FIG 2 Illustration of random sampling processes and their impacts on the analysis of microbial communities using open- and closed-format metagenomic technologies. (a) A theoretical community contains 50 taxa with 5,000 individuals and follows exponential distribution, λe−λ (λ = 0.01 in this case). The taxa are ranked based on their abundance. Two technical replicates of this community are taken for analysis (sample I and sample II). Also, assume that a microarray is constructed, covering about 50% of the taxa, as indicated by asterisks (*). (b) For sequencing, 1% sampling effort is performed. Overlapping taxa detected in the two samples are indicated by carets (^). (c) The community DNA is directly labeled and hybridized with the microarrays. Because some populations are below the detection limit, only certain portions are detected. Overlapping taxa detected in the two samples are also indicated by carets (^). In both cases (b and c), similar numbers of taxa were detected. (d and e) Jaccard and Bray-Curtis overlaps for the open- and closed-format technologies.

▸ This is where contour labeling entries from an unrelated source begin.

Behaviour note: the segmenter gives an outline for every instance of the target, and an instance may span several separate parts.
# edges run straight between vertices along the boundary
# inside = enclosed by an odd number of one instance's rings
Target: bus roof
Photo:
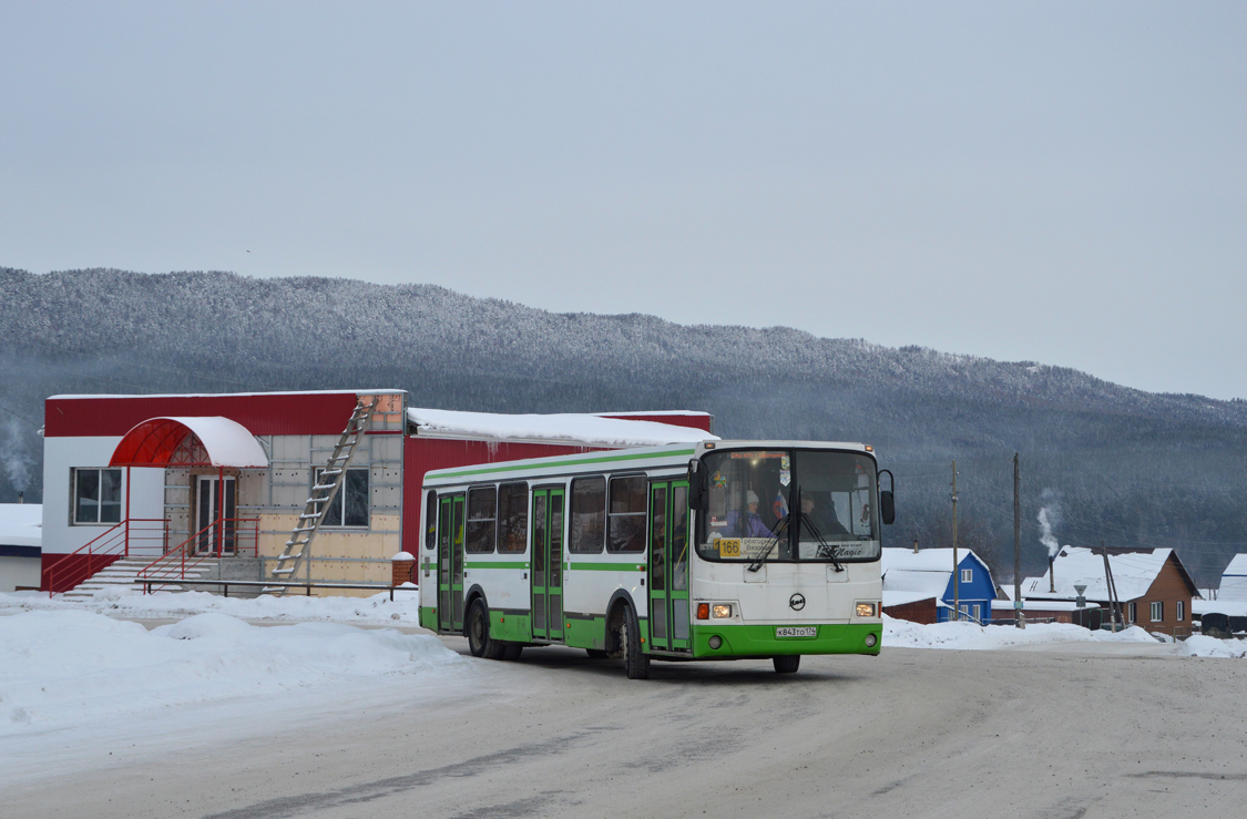
[[[845,441],[696,441],[667,444],[665,446],[643,446],[617,449],[576,455],[552,455],[549,457],[529,457],[496,464],[475,464],[473,466],[454,466],[425,472],[425,486],[455,486],[475,481],[506,480],[509,477],[527,477],[546,470],[561,472],[601,472],[604,470],[662,469],[682,467],[690,459],[700,457],[707,451],[736,449],[828,449],[847,450],[874,455],[864,444]]]

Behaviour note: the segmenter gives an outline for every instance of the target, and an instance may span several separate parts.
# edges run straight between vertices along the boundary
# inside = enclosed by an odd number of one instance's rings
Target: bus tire
[[[480,597],[474,600],[468,610],[468,622],[464,623],[464,631],[468,632],[468,648],[473,657],[498,659],[503,656],[501,641],[489,636],[489,608],[485,607],[485,601]]]
[[[801,654],[772,657],[771,662],[774,663],[777,674],[796,674],[797,669],[801,668]]]
[[[648,679],[650,656],[641,651],[641,626],[636,622],[636,613],[631,606],[624,610],[619,642],[620,651],[624,653],[624,669],[627,671],[627,678]]]

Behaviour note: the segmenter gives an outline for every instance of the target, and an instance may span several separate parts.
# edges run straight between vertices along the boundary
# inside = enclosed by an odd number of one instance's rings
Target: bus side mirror
[[[688,461],[688,509],[706,511],[706,470],[696,457]]]
[[[893,477],[892,470],[880,469],[879,476],[884,475],[888,476],[888,489],[879,490],[879,520],[884,526],[892,526],[897,522],[897,499],[892,494],[897,487],[897,479]]]

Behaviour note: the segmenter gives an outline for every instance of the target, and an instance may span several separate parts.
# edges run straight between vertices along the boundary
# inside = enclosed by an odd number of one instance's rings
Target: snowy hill
[[[1062,542],[1177,546],[1196,575],[1243,540],[1247,403],[1127,389],[1065,368],[995,362],[788,328],[557,314],[434,285],[249,279],[229,273],[0,269],[0,404],[41,420],[55,393],[405,388],[421,406],[483,411],[698,409],[731,436],[863,440],[894,466],[903,542],[936,545],[944,464],[961,470],[963,534],[1011,545],[1023,453],[1029,521],[1056,490]],[[39,499],[39,443],[10,415]],[[10,469],[10,471],[12,471]],[[21,471],[19,462],[17,471]],[[0,472],[0,500],[20,474]],[[1079,529],[1074,529],[1077,526]],[[1110,529],[1105,529],[1109,526]],[[1092,531],[1095,529],[1095,531]],[[1225,551],[1225,560],[1221,552]],[[1217,565],[1220,561],[1220,565]]]

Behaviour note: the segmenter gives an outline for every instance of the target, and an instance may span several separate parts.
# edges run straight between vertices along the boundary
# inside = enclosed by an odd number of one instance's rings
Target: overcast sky
[[[0,2],[0,266],[1247,398],[1247,4]]]

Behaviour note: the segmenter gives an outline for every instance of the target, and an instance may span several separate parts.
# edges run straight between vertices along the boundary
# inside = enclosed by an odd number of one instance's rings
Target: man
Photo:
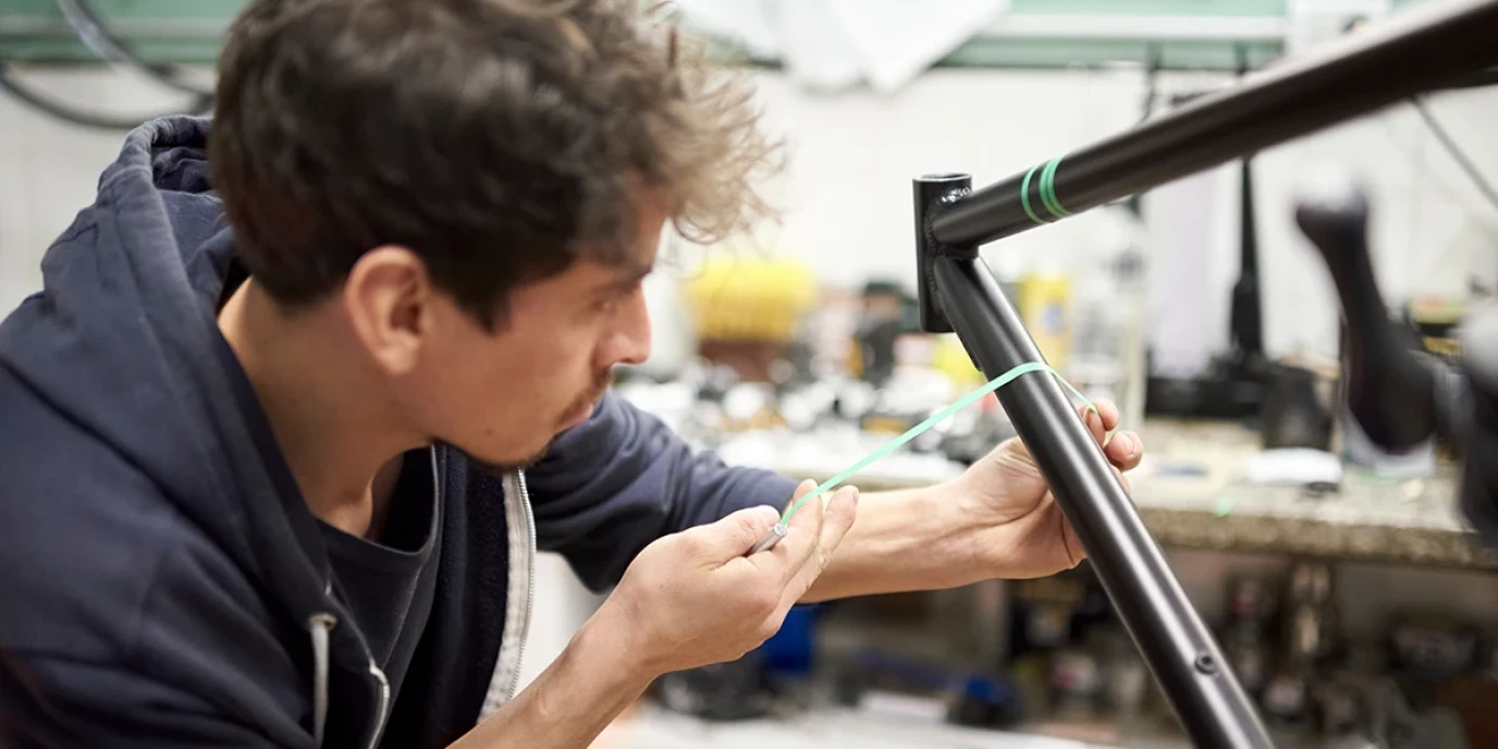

FIG 3 An integrated workflow for analyzing microbial communities from different environments using high-throughput metaomic technologies. DNA, RNA, proteins, and/or metabolites are extracted from environmental samples for sequencing and protein/metabolite identification. At the same time, physiological, ecological, and functional information can be obtained via reference genomes and single-cell genomics, which helps with sequencing data analysis and functional annotation, generating useful information for microarray development, especially with novel genes. Microarray-based technologies can be used as a routine tool to address various microbial ecology questions in a rapid and cost-effective manner. Furthermore, metagenomic, metaproteomic, metametabolomic, stable isotope probing, and microarray data can be used alone or coupled with metadata for network analysis and modeling, understanding of microbial diversity, distribution and assembly mechanisms, and linking the microbial community structure with both environmental factors and ecosystem functioning.